With a flourish, dancing lions and the sounds of an ancient culture mark the launch of a new exhibition "From Robe to Chinese Fortunes".
It showcases the migrant experience of Chinese in Australia between 1850 and the turn of the century.
The exhibition was opened by the head of the Chinese Community Council, June Anderson.
"Chinese immigrants indeed have played an important role in this history, in this country. We take pride to celebrate our heritage and to share their stories with you."
The stories told at Melbourne's Immigration Museum are rich with colour and sound.
Items on display include ornate cutlery used by early Chinese migrants and, as curator Cash Brown explains, elaborate garments handwoven for special occasions.
"They would mix and match them. So there's no specific way of actually wearing them and often women would be wearing men's garments and the men would certainly be wearing women's garments. But the beautiful thing about these (garments) is the incredible kind of stitching and couching that's on them. There's nothing like this anywhere else in the world. So these were made very specifically, for this specific purpose and that's one of the wonderful things that makes this collection so significant."
But behind the vibrant contribution they were making to Australian society was the shadow of racism.
And it's a particularly timely exhibition coming soon after the Victorian Government issued a historic formal apology for the overt discrimination experienced by Chinese migrants on the goldfields.
Thousands were forced to land in South Australia and walk from Robe in the state's south-east to the goldfields to avoid a prohibitive ten-pound poll tax imposed on fortune seekers arriving in Victoria.
Victorian Multicultural Affairs Minister, Robin Scott, says there was an unfounded fear of Chinese migrants at the time.

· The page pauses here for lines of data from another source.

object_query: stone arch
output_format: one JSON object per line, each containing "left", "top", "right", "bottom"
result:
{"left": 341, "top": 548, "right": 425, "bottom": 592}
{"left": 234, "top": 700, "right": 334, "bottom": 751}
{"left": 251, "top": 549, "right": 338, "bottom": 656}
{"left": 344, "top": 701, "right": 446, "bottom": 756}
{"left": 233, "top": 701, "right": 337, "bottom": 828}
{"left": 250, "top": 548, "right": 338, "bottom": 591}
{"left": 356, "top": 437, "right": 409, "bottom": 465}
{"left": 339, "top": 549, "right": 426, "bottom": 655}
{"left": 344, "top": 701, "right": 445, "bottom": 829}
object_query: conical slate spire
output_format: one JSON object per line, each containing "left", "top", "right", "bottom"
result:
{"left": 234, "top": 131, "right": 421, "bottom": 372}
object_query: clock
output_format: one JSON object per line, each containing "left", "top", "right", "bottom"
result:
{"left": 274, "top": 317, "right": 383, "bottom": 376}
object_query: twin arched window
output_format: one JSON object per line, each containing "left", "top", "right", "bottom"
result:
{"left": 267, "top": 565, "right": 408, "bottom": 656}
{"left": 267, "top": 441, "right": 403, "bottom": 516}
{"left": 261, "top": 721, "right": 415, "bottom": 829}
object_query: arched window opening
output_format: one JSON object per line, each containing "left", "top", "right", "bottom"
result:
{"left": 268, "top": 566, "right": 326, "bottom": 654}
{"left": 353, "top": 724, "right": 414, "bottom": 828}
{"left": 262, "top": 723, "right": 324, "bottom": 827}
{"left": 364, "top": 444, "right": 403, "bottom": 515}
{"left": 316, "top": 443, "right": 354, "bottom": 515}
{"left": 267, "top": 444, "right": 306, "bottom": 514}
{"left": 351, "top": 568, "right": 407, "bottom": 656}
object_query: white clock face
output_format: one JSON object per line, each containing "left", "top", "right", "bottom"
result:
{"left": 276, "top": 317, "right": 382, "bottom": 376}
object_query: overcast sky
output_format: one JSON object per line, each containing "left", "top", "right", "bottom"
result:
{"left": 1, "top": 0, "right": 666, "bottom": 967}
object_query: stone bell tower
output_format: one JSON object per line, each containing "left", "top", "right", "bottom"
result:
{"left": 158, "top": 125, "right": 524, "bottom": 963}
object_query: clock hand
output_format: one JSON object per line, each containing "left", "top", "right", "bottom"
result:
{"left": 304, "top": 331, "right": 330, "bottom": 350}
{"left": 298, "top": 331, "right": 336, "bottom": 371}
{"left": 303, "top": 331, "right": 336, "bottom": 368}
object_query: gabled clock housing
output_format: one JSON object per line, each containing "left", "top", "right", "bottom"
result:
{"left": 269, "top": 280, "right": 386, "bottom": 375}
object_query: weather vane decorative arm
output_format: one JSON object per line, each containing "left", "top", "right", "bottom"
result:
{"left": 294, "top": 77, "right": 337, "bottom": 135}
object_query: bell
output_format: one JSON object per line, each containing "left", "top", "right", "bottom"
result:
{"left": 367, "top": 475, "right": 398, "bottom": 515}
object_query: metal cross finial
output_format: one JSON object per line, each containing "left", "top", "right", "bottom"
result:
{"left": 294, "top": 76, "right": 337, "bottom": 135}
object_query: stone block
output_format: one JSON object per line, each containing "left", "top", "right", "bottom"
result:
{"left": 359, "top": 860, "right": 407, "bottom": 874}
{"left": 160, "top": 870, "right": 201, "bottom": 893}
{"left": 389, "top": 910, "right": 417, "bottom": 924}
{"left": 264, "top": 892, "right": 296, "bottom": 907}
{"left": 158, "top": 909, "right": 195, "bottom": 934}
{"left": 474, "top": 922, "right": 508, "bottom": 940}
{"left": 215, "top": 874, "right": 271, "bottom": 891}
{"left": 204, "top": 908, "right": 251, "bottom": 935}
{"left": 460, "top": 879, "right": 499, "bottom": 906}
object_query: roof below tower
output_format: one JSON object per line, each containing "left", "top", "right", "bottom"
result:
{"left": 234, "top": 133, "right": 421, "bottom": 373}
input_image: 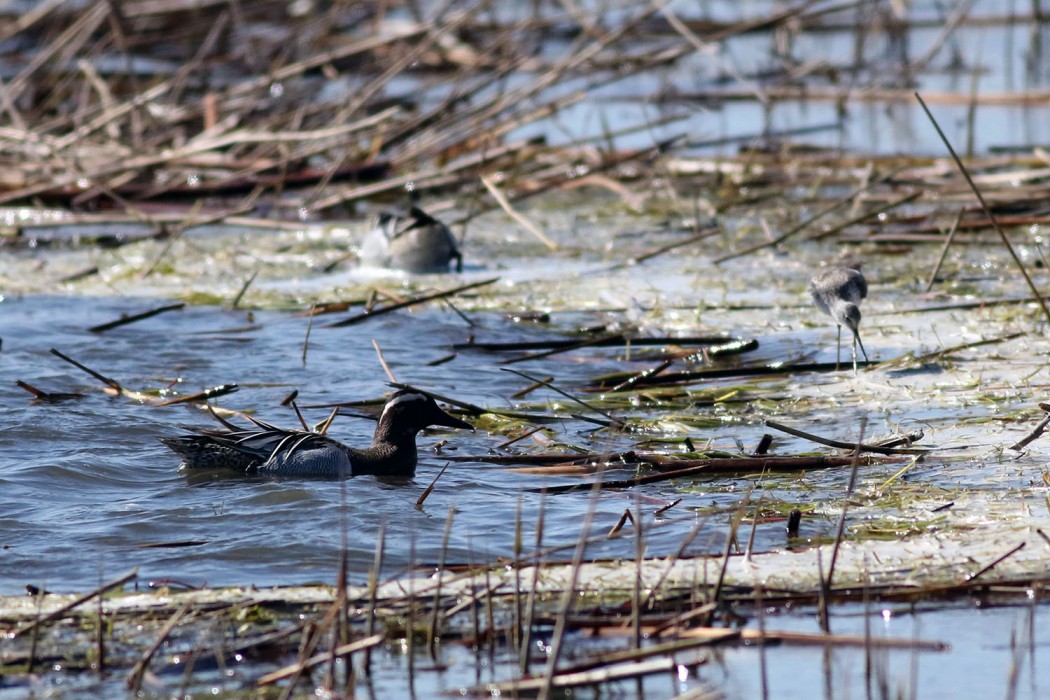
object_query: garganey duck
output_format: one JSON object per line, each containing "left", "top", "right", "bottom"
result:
{"left": 359, "top": 206, "right": 463, "bottom": 273}
{"left": 808, "top": 266, "right": 870, "bottom": 371}
{"left": 161, "top": 389, "right": 473, "bottom": 477}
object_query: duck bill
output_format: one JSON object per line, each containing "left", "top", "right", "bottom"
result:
{"left": 434, "top": 410, "right": 474, "bottom": 431}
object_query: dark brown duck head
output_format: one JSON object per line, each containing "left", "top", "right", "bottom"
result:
{"left": 371, "top": 388, "right": 473, "bottom": 444}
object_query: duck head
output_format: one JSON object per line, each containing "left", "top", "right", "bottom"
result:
{"left": 374, "top": 389, "right": 473, "bottom": 441}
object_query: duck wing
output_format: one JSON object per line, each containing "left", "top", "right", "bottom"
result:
{"left": 165, "top": 422, "right": 351, "bottom": 476}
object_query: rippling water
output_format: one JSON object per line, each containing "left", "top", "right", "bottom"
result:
{"left": 2, "top": 219, "right": 1038, "bottom": 600}
{"left": 3, "top": 297, "right": 494, "bottom": 590}
{"left": 1, "top": 280, "right": 765, "bottom": 594}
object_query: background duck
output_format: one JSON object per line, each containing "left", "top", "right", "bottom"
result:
{"left": 358, "top": 206, "right": 463, "bottom": 273}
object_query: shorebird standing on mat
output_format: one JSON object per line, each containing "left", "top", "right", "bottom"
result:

"This is a very important exhibition because it shows part of Australia's story -- part of the story where we were once a community that discriminated against others overtly through state policy, to now where we are a proud multicultural state here in Victoria where discrimination is anathema to the vast majority of our community."
Anita Jack is a descendant of Chinese migrants from that time.
She says racism didn't end there.
"Even in my own father's time, it was during the White Australia policy and when he married my mother -- and my mother and father were the first generation of mixed marriages -- my mother had aunties and that who wouldn't attend the marriage."
She's keen for the next generation to learn the history of the struggle to have the strains of harmony heard above the din of discrimination.